To realize the full value of DFM, this must be done not only for one design; instead, it should be based on cumulative process data from all designs at a given technology node. DFM then becomes an integral part of the classical yield learning process.

How do DFM methods and tools need to change to enable this closed loop engineering approach? First, we must adopt a lifecycle approach, in which DFM data becomes an integral part of the design and manufacturing process, and is saved and refined from one design to the next.

Next, we must adjust our mind set to view increasing process variability as a opportunity to customise products and to produce better results than our competition, rather than seeing it as the unwelcome effect of shrinking geometries. We need to put in place a system that can collect and leverage volume test data from manufacturing operations to create a feedback loop that can identify and analyse systematic yield loss and then use that information to drive proactive design side corrective actions.

Finally, we need to use design constraint data provided by the foundries to drive intelligent manufacturing optimisations downstream, starting with smarter tapeout operations and mask optimization processes, as shown in Figure 2.

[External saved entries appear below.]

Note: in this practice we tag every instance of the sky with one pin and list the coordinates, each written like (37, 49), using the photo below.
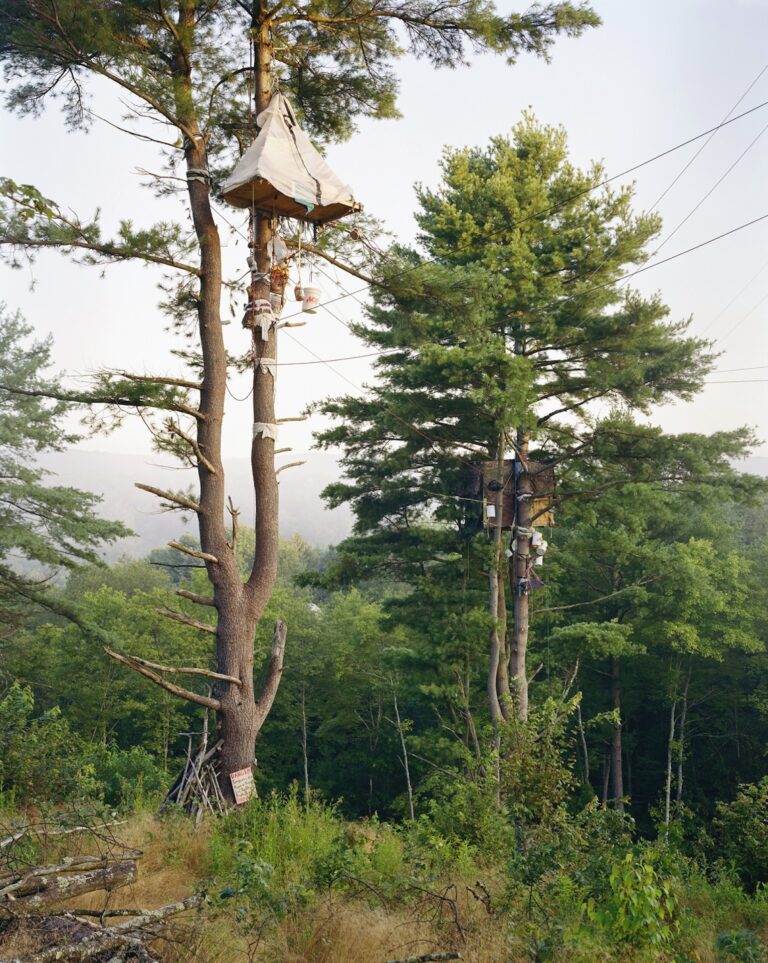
(655, 74)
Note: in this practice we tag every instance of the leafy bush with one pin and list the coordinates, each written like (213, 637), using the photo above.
(41, 759)
(269, 856)
(740, 831)
(639, 906)
(126, 777)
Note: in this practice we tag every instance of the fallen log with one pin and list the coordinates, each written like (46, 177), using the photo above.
(125, 937)
(428, 958)
(43, 886)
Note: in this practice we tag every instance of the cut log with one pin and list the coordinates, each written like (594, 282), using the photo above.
(38, 889)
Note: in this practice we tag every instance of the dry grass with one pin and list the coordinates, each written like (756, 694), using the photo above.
(338, 928)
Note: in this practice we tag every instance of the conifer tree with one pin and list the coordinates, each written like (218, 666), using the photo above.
(185, 65)
(44, 528)
(498, 335)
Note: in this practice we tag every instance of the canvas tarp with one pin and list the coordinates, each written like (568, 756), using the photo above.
(282, 172)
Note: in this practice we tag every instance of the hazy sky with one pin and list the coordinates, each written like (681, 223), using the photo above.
(655, 74)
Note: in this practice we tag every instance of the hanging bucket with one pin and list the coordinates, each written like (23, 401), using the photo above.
(311, 299)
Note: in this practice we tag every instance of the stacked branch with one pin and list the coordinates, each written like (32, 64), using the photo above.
(29, 893)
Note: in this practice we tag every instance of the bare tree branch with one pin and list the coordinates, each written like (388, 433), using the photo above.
(164, 683)
(180, 500)
(183, 670)
(205, 556)
(194, 597)
(186, 620)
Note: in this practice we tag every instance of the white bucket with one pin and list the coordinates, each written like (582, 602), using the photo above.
(311, 300)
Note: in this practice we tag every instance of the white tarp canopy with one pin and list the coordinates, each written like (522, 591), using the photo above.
(282, 172)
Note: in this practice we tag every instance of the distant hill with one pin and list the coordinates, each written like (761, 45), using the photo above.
(302, 510)
(112, 476)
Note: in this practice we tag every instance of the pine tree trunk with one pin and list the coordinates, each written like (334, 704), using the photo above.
(498, 617)
(520, 570)
(239, 607)
(668, 783)
(681, 742)
(304, 744)
(617, 769)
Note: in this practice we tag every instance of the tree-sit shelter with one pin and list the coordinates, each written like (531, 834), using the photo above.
(282, 174)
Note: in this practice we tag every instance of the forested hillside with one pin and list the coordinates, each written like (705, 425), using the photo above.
(484, 675)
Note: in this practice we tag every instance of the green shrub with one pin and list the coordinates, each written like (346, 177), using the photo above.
(126, 777)
(270, 856)
(639, 907)
(740, 833)
(41, 759)
(740, 946)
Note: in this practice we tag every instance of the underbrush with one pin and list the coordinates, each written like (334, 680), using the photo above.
(287, 881)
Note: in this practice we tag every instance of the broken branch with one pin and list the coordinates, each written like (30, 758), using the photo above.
(186, 670)
(164, 683)
(181, 500)
(205, 556)
(291, 464)
(186, 620)
(194, 597)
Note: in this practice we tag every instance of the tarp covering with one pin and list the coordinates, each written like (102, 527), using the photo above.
(282, 172)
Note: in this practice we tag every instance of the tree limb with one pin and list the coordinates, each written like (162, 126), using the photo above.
(319, 252)
(161, 380)
(194, 597)
(180, 500)
(84, 398)
(274, 672)
(185, 670)
(291, 464)
(205, 556)
(163, 683)
(186, 620)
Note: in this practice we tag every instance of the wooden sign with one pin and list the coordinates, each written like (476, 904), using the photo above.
(242, 785)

Some foundries are beginning to force these changes as they add DFM requirements to their qualification kits. Many current DFM tools may be too conservative to ensure both manufacturability and profitability of advanced node designs. Likewise, DFM tools that are not integrated into design flows create more work for designers and distract them from their primary objectives. Ideal DFM tools provide immediate and intuitive insight into how designs are rendered in the manufacturing process, and provide directed guidance to designers on what specific design improvements will provide the greatest increase in overall yield.

However, three things need to happen before interoperability becomes the norm: First, the value of DFM needs to be validated through use in real production environments at major design firms and foundries and documented with real production yield data. Second, DFM tools need to be tightly integrated with the design environments currently used by ic designers. Finally, the tools need to have designer friendly interfaces that give specific and intuitive guidance on how designs can best be improved, or the ability to make fixes automatically.

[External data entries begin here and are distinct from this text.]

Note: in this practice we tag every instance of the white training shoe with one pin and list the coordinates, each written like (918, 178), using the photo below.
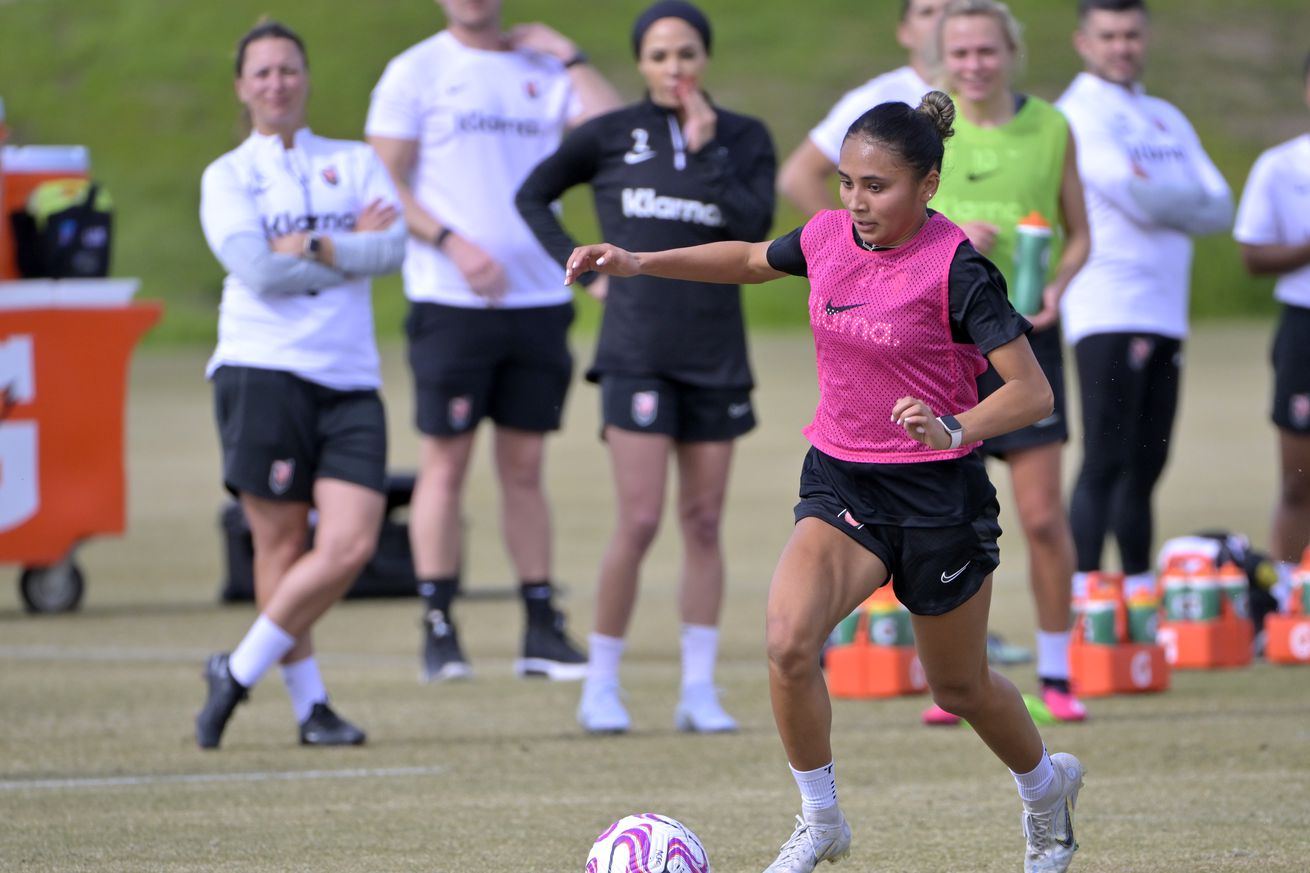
(1049, 833)
(601, 709)
(698, 711)
(810, 844)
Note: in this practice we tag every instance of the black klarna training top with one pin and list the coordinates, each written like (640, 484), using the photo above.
(651, 194)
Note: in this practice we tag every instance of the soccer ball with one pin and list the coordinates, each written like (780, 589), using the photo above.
(647, 843)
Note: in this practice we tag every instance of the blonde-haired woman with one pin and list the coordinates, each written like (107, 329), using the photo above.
(1013, 163)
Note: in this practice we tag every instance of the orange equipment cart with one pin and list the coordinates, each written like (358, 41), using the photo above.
(64, 348)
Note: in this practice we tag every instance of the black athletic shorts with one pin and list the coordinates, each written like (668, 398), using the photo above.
(1291, 357)
(280, 433)
(1047, 348)
(687, 413)
(510, 365)
(933, 569)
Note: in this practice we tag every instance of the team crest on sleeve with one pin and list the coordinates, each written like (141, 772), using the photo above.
(1298, 410)
(280, 475)
(459, 412)
(645, 407)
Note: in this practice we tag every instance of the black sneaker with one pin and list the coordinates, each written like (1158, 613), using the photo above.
(546, 652)
(325, 728)
(222, 699)
(442, 659)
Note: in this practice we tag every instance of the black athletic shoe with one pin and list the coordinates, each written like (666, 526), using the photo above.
(548, 652)
(222, 699)
(325, 728)
(442, 658)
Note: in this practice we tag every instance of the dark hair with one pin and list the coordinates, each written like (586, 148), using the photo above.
(671, 9)
(266, 30)
(1110, 5)
(917, 135)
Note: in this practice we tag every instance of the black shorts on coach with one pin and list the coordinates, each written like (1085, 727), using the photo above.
(512, 366)
(934, 568)
(685, 413)
(1291, 358)
(1047, 348)
(280, 433)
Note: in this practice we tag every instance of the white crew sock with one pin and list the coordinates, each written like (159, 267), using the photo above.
(603, 657)
(262, 646)
(700, 648)
(1281, 589)
(304, 686)
(1053, 654)
(1140, 585)
(818, 795)
(1035, 784)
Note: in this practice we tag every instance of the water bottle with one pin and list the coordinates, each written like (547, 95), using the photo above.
(1031, 253)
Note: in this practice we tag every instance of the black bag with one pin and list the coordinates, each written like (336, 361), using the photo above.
(388, 574)
(67, 243)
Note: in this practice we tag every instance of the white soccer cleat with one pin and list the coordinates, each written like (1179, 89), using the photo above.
(700, 712)
(601, 709)
(1049, 833)
(810, 844)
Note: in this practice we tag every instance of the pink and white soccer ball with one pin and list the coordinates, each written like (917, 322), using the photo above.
(647, 843)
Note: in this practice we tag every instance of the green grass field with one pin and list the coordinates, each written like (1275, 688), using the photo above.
(98, 770)
(147, 85)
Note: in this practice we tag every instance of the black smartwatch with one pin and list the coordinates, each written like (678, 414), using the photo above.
(313, 247)
(954, 427)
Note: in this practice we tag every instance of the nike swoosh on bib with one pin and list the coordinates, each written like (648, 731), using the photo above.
(832, 310)
(950, 578)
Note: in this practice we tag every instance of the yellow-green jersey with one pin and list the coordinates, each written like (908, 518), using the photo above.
(1001, 174)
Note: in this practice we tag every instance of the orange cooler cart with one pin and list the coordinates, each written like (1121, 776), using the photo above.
(64, 348)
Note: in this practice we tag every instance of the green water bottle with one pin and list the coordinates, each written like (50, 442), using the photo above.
(1031, 254)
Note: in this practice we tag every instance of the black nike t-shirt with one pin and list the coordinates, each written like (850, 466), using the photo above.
(926, 493)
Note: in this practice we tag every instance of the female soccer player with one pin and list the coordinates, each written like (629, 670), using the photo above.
(670, 171)
(1011, 157)
(1273, 228)
(903, 311)
(300, 223)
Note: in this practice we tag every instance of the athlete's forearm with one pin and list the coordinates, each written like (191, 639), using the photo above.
(372, 253)
(1275, 258)
(246, 256)
(1015, 404)
(731, 262)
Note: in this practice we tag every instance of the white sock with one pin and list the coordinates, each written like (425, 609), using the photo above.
(304, 686)
(603, 657)
(1281, 589)
(1140, 585)
(1080, 587)
(818, 795)
(700, 648)
(1053, 654)
(262, 646)
(1034, 784)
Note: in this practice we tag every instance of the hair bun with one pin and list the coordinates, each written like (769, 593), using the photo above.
(938, 109)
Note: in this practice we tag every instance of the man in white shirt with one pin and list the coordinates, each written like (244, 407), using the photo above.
(804, 176)
(1149, 189)
(1273, 230)
(460, 119)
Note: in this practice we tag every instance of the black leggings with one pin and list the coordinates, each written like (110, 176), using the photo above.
(1128, 383)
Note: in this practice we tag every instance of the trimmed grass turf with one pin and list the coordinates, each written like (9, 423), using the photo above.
(1207, 777)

On the manufacturing side, we need to better understand how specific design practices interact with the manufacturing process to determine the best DFM design practices. However, in manufacturing, production test and diagnosis primarily focus on die failures. Whether the failure is DFM related or not isn't relevant to the analysis. Companies don't have the time or resources to characterise features that aren't failing (to find out how much more they can optimize), or to characterise failure rates for every DFM rule. What design houses need is a way to analyse test data that is specific to their designs, so they can use those results to adjust automatically the DFM rule set for specific design styles and market goals.

One of the main challenges to integrating DFM, production test, diagnosis, and yield analysis is that designs must be pushed to failure to get the data needed to make meaningful design changes. This can be a chicken and egg situation for a lot of companies – you can't get the data without failures, but failures cost time and money.

One option would be the development of a unified platform, providing automated support and tool integration to let design, test and yield engineers share information and work together to optimise designs and yields. All the pieces exist, but no one has quite put them all together. Some companies are ahead of the game, with tools built on the same underlying engine, allowing for easier integration and exchange of information. Companies with lots of designs, or multiple spins on a single design, that can apply their learning to their next design in a very short timeframe will likely be the leaders in adopting and benefiting from a unified approach.